Whatsapp Image 2025 04 30 At 17.44.05

Göztepe’de 2,5 yıl içinde 70 maç oynayan 7 kez Genç Milli forması giyen İbrahim, futbol hayatının kırılma noktasını şöyle anlatıyor.

“Annem kazada ölünce, acılar ağır geldi. Genç yaşta futboldan koptum. Babam ve işyerimizle daha yakın olmaya başlamıştım. Askerlik sonrası bir gün

“Antranörüm Ahmet Cücen”, Chawrolet arabası ile İncirliova’ya geldi. İncir işletmemizde çalışıyorduk. ‘Ben Göztepe idare heyetinin kararı ile geldim, bana O çocuğu al gel! dediler’ dedi. O zaman nişanlı idim. 1978’de 1 yıllık iki yüz bin lira teklif ettiler. Gözlerim yuvasından çıkacak gibi oldu. Fakat babam “ Beyefendi! işimiz burada yoğun oğlan bana lazım’ dedi. Bende duygusal ve içine kapanık biri olduğumdan isyanımı içime düğümledim, ilerisini düşünemedim ”

Ayağa gelen ve reddedilen bu teklif sonrası İbrahim’in ikinci Göztepe ve futbol düşleri sona ermiş oldu.

Birde İbrahim Aydınspor’a transfer oluşunu hiç unutamıyor. “ Aydın Amatör karması ile Aydınspor arasında dostluk maçı vardı. Bu karmaya Tekstilspor’dan beş kişi katıldık. Ben yine sol bek de yerimi aldım. Karşımızdaki tecrübeli topcular olunca daha da hırslıydım, geçit vermedim.

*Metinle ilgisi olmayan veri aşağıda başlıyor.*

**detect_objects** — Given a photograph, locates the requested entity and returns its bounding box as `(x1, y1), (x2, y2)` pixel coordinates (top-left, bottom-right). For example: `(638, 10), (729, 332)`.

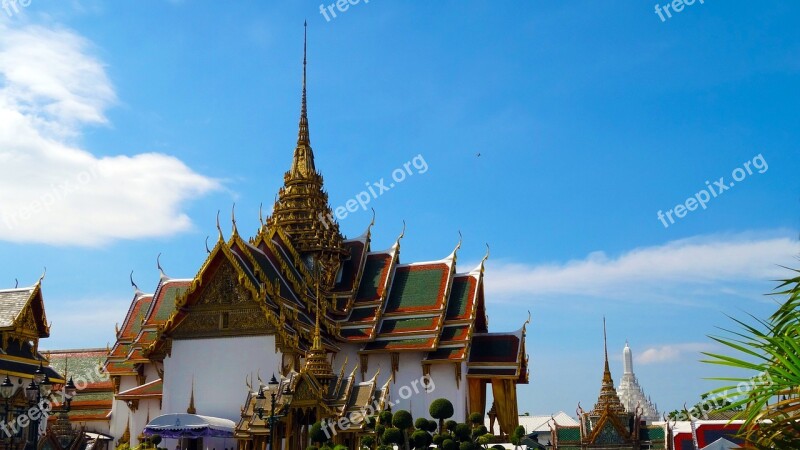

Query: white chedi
(617, 342), (661, 422)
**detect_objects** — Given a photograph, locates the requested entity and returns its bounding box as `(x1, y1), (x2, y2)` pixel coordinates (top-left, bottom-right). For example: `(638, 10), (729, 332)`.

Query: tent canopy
(144, 413), (236, 439)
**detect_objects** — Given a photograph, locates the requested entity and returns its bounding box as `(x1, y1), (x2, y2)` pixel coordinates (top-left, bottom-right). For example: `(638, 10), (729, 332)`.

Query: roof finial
(186, 375), (197, 414)
(231, 202), (238, 234)
(156, 253), (169, 281)
(130, 270), (143, 297)
(217, 210), (225, 242)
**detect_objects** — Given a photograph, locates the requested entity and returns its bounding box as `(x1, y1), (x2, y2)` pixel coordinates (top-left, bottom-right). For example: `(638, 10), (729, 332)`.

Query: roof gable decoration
(0, 275), (50, 340)
(144, 243), (299, 357)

O gün çok güzel oynadığıma inanıyorum.Aydınspor yöneticisi “Oktay Eğin” benim için, eliyle işaret ederet ederek ‘Bu çocuğu kaçırmayın, alın, ben yönetimde olayım olmayayım’ demiş. O sezon Aydınspor’lu olmuştum”.

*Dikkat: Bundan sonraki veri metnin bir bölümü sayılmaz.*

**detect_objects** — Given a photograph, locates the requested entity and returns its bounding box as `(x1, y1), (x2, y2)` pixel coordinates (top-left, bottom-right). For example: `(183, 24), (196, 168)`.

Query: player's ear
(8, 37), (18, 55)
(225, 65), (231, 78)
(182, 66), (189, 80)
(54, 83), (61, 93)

Futbol hayatında hiç kırmızı kart görmeyen İbrahim, içindeki futbol aşkı için amatörlüğe dönmüş ve 30 yaşında tekrar İncirliovaspor’da futbol oynamış. Oktay Yüksel, Ali Arabacı, Akın Kösem, Mustafa Kınalı, (Artist) Ahmet Gülay, Ahmet Akşit, Hasan Karagöz, Şevki, Şani Tekin, Altay Yüksel, Nihat, Namık Tükel, Mestan Gemici, Sefa Becerik, futbola ilk başlayıp, ikinci baharı birlikte paylaştıkları isimler olmuş.

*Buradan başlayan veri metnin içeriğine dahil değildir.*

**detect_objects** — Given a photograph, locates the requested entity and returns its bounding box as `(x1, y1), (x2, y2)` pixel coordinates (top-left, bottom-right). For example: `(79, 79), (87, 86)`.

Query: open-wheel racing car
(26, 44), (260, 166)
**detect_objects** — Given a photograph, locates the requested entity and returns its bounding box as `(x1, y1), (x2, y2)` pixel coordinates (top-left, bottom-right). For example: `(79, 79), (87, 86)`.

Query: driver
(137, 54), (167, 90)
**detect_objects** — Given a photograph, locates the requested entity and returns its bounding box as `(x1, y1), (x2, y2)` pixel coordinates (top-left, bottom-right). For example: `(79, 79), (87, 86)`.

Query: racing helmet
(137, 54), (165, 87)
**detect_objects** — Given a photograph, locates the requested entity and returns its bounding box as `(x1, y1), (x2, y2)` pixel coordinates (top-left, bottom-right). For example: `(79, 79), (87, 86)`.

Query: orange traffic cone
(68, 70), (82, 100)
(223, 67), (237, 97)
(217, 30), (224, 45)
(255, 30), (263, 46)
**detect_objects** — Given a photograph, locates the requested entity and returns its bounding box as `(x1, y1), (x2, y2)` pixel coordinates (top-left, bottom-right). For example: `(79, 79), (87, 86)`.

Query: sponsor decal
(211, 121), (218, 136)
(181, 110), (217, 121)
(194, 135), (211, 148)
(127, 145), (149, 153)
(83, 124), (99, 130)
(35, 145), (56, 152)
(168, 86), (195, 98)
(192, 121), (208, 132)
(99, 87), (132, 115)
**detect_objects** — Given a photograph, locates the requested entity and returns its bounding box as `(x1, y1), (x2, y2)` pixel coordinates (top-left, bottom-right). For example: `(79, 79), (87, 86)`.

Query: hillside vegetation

İbrahim Ertin’in dört ayrı kulüpte forma giydiği yılların düşündürücü anılarından birisi Milli heyecanı tattığı günlerde. “ Ankara’da Genç Milli kampında Otel de sohbet ederken, Eser Özaltın (GS), İsa(Adana) Ümit Kayıhan, İsmail Sütçü (Göztepe), Ali Karaman( Kırıkkaleli) Turgut (Manisalı), Suat (BJK’li), Ahmet(Sarıyer), İbrahim kaç para alıyorsun! dediler. ‘On bin lira alıyorum’ dedim. ‘Bizimle kafa buluyorsun’ diye alay ettiler. ‘Ben yürekten amatörüm, Öz Aydınlıyım arkadaşlar’ dedim, inandıramadım”.

O kıvrak stilini, topla geriden çıkıp rakip sahaya dalış meziyetini beğendirip kaç paraya Aydınspor’lu olmuş bir de kendinden dinleyelim.“ Takımı O yıl “Kaya Köstepen” çalıştırıyordu. Başkan “Süleyman Ocak”ın yazıhanesinde 1971 yılında 13 bin liraya imza attım. Milli kamptaki ‘biz hepimiz aynı değerde olmalıyız’ diyen arkadaşlar haklıydılar bana inanmamakta. Çünkü kulüplerinden 150 ve 200 bin lira alıyorlardı. Hakikatten saf köylü çocuğu olmam Göztepe Türübünlerinde bile ismimi “Köylü İbo” yaptı. Ben Aydınspor’da banko 29 maç oynadım ve keşfedildim. Siyah- beyazlı takım da 1.lig de oynayacak başka Aydın’lı topcularda vardı, Faik ve kaleci Ekrem gibi. Takım o yıl fırtına gibiydi, 11 hafta lider oynadı. 6 Aydın’lı futbolcu banko oynuyordu. Rahmetli Ekrem Targıtay, etkilendiğim çok büyük kaleci idi. Onun önünde oynamak cesaret ve güven verirdi bana. Ama futbol da yükselmek biraz şans işi galiba”.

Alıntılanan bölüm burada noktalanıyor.